Внезапно фильм возникает в том виде, в каком он должен был бы быть (из рабочего дневника): Она сидит на полу в бабушкиной квартире, статуя движется в солнечных лучах. На лестнице она сталкивается с собакой, та скалит зубы. Приходит муж. Он одет в женское платье. Тогда она обращается к врачу. Она сама психиатр и говорит, что "вот этот сон она не понимает, хотя понимает все, что с ней произошло за последние тридцать лет". И тут старая дама, встав с громадной грязной постели, смотрит на нее своим больным глазом.
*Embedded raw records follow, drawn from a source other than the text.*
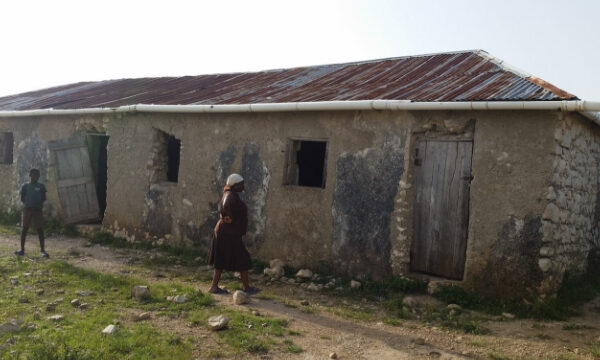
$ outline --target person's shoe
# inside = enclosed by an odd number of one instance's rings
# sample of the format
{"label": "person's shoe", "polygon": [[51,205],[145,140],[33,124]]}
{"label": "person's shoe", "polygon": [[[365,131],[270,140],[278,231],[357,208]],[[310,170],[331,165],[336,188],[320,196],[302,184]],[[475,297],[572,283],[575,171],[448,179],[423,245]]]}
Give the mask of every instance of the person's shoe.
{"label": "person's shoe", "polygon": [[42,257],[49,258],[49,257],[50,257],[50,255],[48,255],[48,253],[47,253],[47,252],[45,252],[45,251],[42,251]]}
{"label": "person's shoe", "polygon": [[221,288],[216,288],[215,290],[208,290],[209,293],[211,294],[215,294],[215,295],[226,295],[229,294],[229,291],[225,290],[225,289],[221,289]]}
{"label": "person's shoe", "polygon": [[17,250],[17,251],[15,251],[15,255],[17,255],[17,256],[23,256],[23,255],[25,255],[25,251],[23,251],[23,250]]}

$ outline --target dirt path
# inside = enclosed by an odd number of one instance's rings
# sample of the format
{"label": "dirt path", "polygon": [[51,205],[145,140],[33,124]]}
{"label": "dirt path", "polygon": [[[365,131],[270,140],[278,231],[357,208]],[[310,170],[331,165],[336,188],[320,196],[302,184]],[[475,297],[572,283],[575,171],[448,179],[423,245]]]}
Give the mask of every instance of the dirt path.
{"label": "dirt path", "polygon": [[[150,256],[147,251],[113,249],[103,246],[85,247],[81,238],[51,237],[47,249],[53,258],[104,273],[135,274],[148,281],[185,281],[177,274],[193,275],[196,268],[178,265],[148,269],[134,264]],[[37,255],[35,239],[28,241],[31,256]],[[0,236],[3,249],[16,249],[16,237]],[[3,256],[12,251],[3,250]],[[206,271],[206,270],[204,270]],[[160,274],[157,278],[157,274]],[[260,277],[254,275],[255,281]],[[195,282],[202,291],[209,284]],[[265,284],[260,284],[265,288]],[[308,299],[314,312],[302,311],[278,301],[254,297],[244,307],[234,305],[230,296],[215,296],[220,305],[238,309],[255,309],[262,314],[285,318],[290,329],[299,332],[294,343],[302,347],[300,354],[276,353],[256,356],[257,359],[327,359],[336,352],[339,359],[593,359],[590,344],[600,337],[600,301],[587,304],[582,317],[565,322],[537,323],[532,320],[490,321],[485,326],[489,335],[466,335],[440,329],[421,321],[405,321],[400,326],[381,322],[352,321],[331,314],[334,297],[306,292],[292,285],[271,285],[270,291],[282,298],[299,301]],[[163,329],[197,339],[197,351],[218,347],[210,334],[201,327],[190,327],[181,319],[157,317],[155,323]],[[568,324],[571,326],[569,327]],[[566,330],[568,328],[569,330]],[[195,342],[195,341],[194,341]],[[244,356],[248,358],[248,356]]]}

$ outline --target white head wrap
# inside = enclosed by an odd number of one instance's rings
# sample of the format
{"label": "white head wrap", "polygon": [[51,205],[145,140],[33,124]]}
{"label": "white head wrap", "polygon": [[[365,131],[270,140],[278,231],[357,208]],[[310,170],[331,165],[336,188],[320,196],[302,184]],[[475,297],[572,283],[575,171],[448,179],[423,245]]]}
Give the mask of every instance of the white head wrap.
{"label": "white head wrap", "polygon": [[231,174],[227,177],[227,185],[235,185],[244,181],[244,178],[240,174]]}

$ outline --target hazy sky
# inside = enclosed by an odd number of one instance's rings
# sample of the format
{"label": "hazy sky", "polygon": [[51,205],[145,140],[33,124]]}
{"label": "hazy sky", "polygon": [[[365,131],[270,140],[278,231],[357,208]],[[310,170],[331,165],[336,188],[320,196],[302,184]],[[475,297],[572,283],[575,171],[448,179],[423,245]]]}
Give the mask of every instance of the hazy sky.
{"label": "hazy sky", "polygon": [[2,1],[0,96],[484,49],[600,101],[600,1]]}

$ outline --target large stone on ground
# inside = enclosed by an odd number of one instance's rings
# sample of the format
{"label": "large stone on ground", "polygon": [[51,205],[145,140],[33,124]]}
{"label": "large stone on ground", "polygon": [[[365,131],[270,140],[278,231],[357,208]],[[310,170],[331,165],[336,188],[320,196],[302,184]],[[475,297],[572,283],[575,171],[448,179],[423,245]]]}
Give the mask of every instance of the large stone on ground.
{"label": "large stone on ground", "polygon": [[250,302],[250,297],[244,291],[236,290],[233,293],[233,303],[236,305],[243,305]]}
{"label": "large stone on ground", "polygon": [[208,327],[213,331],[224,329],[228,323],[229,319],[224,315],[216,315],[208,318]]}
{"label": "large stone on ground", "polygon": [[309,269],[298,270],[296,273],[296,277],[300,279],[310,279],[312,278],[313,273]]}
{"label": "large stone on ground", "polygon": [[350,288],[358,289],[360,288],[361,283],[356,280],[350,280]]}
{"label": "large stone on ground", "polygon": [[113,335],[116,332],[117,332],[117,327],[113,324],[108,325],[107,327],[104,328],[104,330],[102,330],[102,333],[106,334],[106,335]]}
{"label": "large stone on ground", "polygon": [[285,263],[279,259],[273,259],[269,262],[270,268],[276,268],[276,267],[283,268],[284,266],[285,266]]}
{"label": "large stone on ground", "polygon": [[138,314],[135,317],[135,321],[143,321],[143,320],[148,320],[150,319],[150,317],[152,316],[152,313],[149,311],[143,312],[141,314]]}
{"label": "large stone on ground", "polygon": [[0,334],[4,333],[16,333],[21,329],[21,326],[16,320],[8,320],[4,324],[0,325]]}
{"label": "large stone on ground", "polygon": [[280,277],[283,276],[283,274],[285,274],[285,271],[283,270],[283,267],[277,266],[277,267],[265,268],[263,273],[272,278],[279,279]]}
{"label": "large stone on ground", "polygon": [[145,285],[135,285],[131,290],[131,297],[136,300],[150,299],[150,288]]}
{"label": "large stone on ground", "polygon": [[48,317],[48,320],[52,320],[52,321],[61,321],[62,319],[64,319],[65,317],[63,315],[52,315]]}

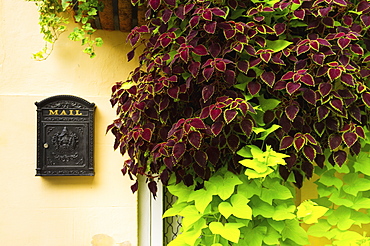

Бабушка, обняв деда, гладит его по щекам и шепчет ему нежные слова, хотя тот может произнести лишь отдельные слоги. А сзади, за занавесками шепотом идет разговор о том, как бы помочь ей в сексуальном отношении, возможно, надо бы расширить анальное отверстие. И в этот момент появляется Она, Другая, та, что легко относится к подобным вещам, и начинает по всякому ласкать. Это неожиданно доставляет удовольствие. Но тут приходит некто и просит ее о помощи, умоляет о помощи, этот некто в отчаянном положении. И тут она впадает в бешенство, которое сменяется приступом страха, потому что напряжение не отпускает. И в таком случае давно задуманное ею убийство Марии все-таки должно принести облегчение. Правда, потом будет еще труднее найти кого-нибудь, кому я нужна, кто развеет мои страхи. Но если я переоденусь и пойду на вечеринку, то все поймут, что я невиновна, и подозрение падет на другого. Но там все в маскарадных костюмах, и внезапно они начинают танцевать танец, который ей не знаком, — павану, в зале с канделябрами: Кто-то говорит, что многие из танцующих мертвы и явились почтить своим присутствием празднество. Блестит черная поверхность стола. Она опирается грудью о столешницу и медленно опускается вниз, и кто-то лижет все ее тело, особо усердно между ногами. Это не вызывает страха, наоборот, она испытывает удовольствие. Она смеется, и на нее сверху ложится темноволосая девушка с большими красными руками. Красивая музыка на расстроенном пианино. В этот момент открываются двери, широкие, старомодные двойные двери, и входит ее муж в сопровождении полицейских, они обвиняют ее в убийстве Марии. Голая, сидя на полу длинной, продуваемой со всех сторон комнаты, она произносит страстную речь в свою защиту. Одноглазая женщина поднимает руку и прикладывает к губам палец, призывая к молчанию.